Change Clocks, Change Batteries; Dead Batteries Can Lead to Deaths
The U.S. Consumer Product Safety Commission (CPSC) is reminding consumers when changing clocks this weekend to change the batteries in smoke alarms and carbon monoxide (CO) alarms, too. Daylight Saving Time ends on Sunday, November 6 this year.
"Smoke and carbon monoxide alarms save lives by alerting you to a fire or CO buildup. They can't do their job if the batteries aren't working," said CPSC Chairman Inez Tenenbaum. "Protect your family by replacing smoke and CO alarm batteries at least once each year."
In addition to changing batteries every year, CPSC recommends consumers test their alarms monthly. Place smoke alarms on every level of the home, outside sleeping areas, and inside each bedroom. About two-thirds of fire deaths occur in homes with either no smoke alarms or smoke alarms that don't work.
Fire departments responded to more than 386,000 residential fires nationwide that resulted in nearly 2,400 deaths, more than 12,500 injuries, and $6.92 billion in property losses annually, on average, from 2006 through 2008.
In addition to changing batteries in smoke alarms, CPSC urges consumers to stay in the kitchen while cooking to help prevent fires. Cooking fires accounted for the largest percentage of home fires, an annual average of nearly 150,000 or 38.7 percent, from 2006 through 2008.

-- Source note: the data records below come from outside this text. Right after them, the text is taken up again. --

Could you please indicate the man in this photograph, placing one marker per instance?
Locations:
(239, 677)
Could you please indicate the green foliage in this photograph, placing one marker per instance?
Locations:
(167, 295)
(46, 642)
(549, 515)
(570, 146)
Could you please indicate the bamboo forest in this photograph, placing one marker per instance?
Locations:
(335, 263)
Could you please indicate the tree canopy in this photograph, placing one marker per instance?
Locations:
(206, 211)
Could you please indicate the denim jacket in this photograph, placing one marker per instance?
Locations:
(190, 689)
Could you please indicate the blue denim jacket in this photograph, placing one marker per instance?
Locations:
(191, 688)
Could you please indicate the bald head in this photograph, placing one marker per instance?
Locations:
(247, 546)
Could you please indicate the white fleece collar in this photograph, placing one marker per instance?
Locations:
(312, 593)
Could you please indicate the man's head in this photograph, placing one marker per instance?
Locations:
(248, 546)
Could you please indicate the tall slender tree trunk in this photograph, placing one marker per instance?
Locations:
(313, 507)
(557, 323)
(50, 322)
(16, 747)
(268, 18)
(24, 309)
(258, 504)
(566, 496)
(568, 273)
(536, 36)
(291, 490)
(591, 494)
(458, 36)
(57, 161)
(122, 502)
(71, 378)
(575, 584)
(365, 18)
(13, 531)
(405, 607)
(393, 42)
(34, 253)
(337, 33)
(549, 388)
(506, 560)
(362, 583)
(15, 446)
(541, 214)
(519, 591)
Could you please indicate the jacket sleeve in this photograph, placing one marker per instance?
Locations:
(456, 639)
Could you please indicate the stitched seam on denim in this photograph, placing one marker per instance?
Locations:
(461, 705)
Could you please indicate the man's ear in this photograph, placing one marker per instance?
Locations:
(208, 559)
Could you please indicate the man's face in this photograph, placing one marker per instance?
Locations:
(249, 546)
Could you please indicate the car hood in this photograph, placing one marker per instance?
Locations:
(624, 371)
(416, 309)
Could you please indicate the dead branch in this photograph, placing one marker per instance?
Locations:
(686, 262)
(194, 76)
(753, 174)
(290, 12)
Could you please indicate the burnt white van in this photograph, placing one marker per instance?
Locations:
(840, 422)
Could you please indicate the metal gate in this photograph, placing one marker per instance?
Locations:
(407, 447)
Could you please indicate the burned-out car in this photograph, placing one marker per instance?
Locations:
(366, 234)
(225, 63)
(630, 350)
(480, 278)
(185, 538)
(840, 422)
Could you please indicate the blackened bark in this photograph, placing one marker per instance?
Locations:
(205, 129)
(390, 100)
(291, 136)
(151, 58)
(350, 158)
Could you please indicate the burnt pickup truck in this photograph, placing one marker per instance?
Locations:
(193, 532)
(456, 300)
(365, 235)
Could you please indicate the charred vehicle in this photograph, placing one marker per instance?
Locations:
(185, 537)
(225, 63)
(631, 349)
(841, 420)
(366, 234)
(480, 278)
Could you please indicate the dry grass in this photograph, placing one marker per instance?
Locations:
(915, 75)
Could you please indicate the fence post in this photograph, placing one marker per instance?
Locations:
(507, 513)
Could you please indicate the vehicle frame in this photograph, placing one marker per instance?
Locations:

CO alarms should be installed on each level of the home and outside sleeping areas. CO alarms should not be installed in attics or basements unless they include a sleeping area. Combination smoke and CO alarms are available to consumers.
Carbon monoxide is an odorless, colorless, poisonous gas that consumers cannot see or smell. An average of 184 unintentional non-fire CO poisoning deaths associated with consumer products, including portable generators, occurred annually from 2005 through 2007.
To protect against CO poisoning, schedule an annual professional inspection of all fuel-burning appliances, including furnaces and chimneys. Home heating systems were associated with 70 deaths, or 38 percent of CO poisoning deaths, in 2007, the largest percentage of non-fire CO poisoning deaths.